Diffuser Personalstreit in der Jugendfürsorge

von Redaktion

Unüberbrückbare Differenzen haben zur Entlassung der Leiterin einer großen katholischen Behinderteneinrichtung im Kreis Ebersberg geführt. Der Streit ist jetzt vor dem Arbeitsgericht gelandet. In der Öffentlichkeit formiert sich Widerstand gegen den Rauswurf.
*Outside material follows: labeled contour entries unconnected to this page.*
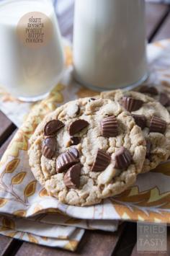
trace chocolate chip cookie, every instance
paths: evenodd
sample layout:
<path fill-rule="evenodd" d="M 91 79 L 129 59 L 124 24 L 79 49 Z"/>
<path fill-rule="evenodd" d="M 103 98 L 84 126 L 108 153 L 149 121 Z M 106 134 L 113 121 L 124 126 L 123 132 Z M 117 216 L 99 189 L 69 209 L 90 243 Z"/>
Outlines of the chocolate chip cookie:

Steinhöring – Die Wellen schlagen hoch im Landkreis Ebersberg, nachdem bekannt wurde, dass die allseits anerkannte Leiterin des Einrichtungsverbundes Steinhöring, Gertrud Hanslmeier-Prockl, mit sofortiger Wirkung entlassen wurde. Die Einrichtung für Behinderte, in der fast 1000 Mitarbeiter tätig sind, gehört zur Katholischen Jugendfürsorge (KJF), die jährlich etwa 13 000 Kinder, Jugendliche und Erwachsene in psychischen und sozialen Notlagen betreut.
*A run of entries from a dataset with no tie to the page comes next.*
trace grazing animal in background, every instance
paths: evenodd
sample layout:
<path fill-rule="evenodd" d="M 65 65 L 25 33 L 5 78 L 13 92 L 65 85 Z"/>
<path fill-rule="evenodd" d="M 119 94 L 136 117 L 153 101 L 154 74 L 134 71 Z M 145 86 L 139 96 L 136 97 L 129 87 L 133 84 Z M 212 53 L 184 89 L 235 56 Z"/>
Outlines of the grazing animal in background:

Die Gründe für das Zerwürfnis sind diffus. Offenbar kam es über die künftige Ausrichtung der KJF zu einer anhaltenden Auseinandersetzung zwischen dem Aufsichtsrat und der langjährigen Leiterin des Betreuungszentrums. Wie man hört, gibt es im zweiten Bereich der KJF, der Kinder- und Jugendhilfe, seit einiger Zeit erhebliche Probleme, weil es zu viele Plätze in der stationären Jugendhilfe gibt. Die Jugendämter schicken Kinder in Notfällen eher in Pflegefamilien – nach dem Motto „ambulant vor stationär“. Daher prüft nun eine Unternehmensberatung die gesamte Jugendfürsorge. Der Behindertenbereich, dem Hanslmeier-Prockl seit neun Jahren vorsteht, ist allerdings der einzige Bereich, der im Moment schwarze Zahlen schreibt

Über die Neuausrichtung muss es heftige Auseinandersetzungen gegeben haben, die gestern vor dem Arbeitsgericht München zu einer Güteverhandlung geführt haben. Eine Entscheidung gab es zunächst nicht – ein neuer Richter wird nun in den nächsten Wochen zu einem Güterichterverfahren laden.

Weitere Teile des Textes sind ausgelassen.